The discipline of data visualization gives us practically infinite ways to show off what's happening with machine learning algorithms. It's worth thinking about exactly why data visualization is so important, and why it frees up so much creative power for so many people who are getting involved in machine learning processes.
To understand the value of data visualization for machine learning, just take a look at any of the algorithms that are used to create these groundbreaking and innovative programs.

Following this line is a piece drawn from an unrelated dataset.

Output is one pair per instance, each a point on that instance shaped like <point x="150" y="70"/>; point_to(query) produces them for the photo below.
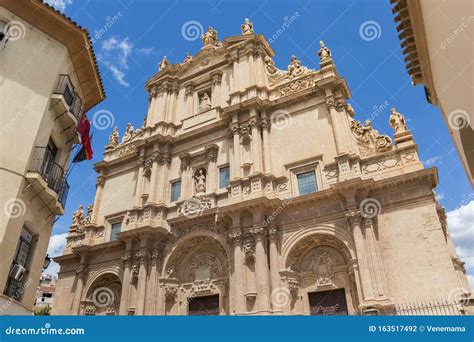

One of the simplest is the decision tree. Without getting into activation functions or hidden layers or anything like that, the decision tree is simply sets of binary nodes. But even the simple decision tree is very difficult for people to describe or write about. It's much easier when it's visualized on a screen or on a page. When you see each node and its connections to other nodes, the whole thing becomes readily apparent.
Now let's take one of the most byzantine and elaborate machine learning algorithm types – the neural network.
In some ways, neural networks are really collections of machine learning algorithms. The basic setup consists of an input layer, hidden layers and an output layer. The activation functions help the individual digital neurons to process weighted inputs.
All of these items and all of these processes are much more easily explained through data visualization than they are through verbal or written descriptions. You can say that a neural network has weighted inputs flowing into an input layer, and that they coalesce in some hidden layer and consolidate into a given output, but when you use a visual figure to show how this works, the human eye and the human brain latch onto that in a much more direct and useful way.
In a sense, you can see the power of data visualization even without taking machine learning into account. Back in the days of linear programming, compilers and computer language studios would give programmers the choice to set a step-by-step test program where they could inspect the values of variables in small visual boxes. Again, this helped show what happens in an execution much better than just reading through a code base.
Machine learning is hyper-intensive programming – it's probabilistic programming and that's why data visualization really helps us to get our heads around what's happening with any given algorithm or process.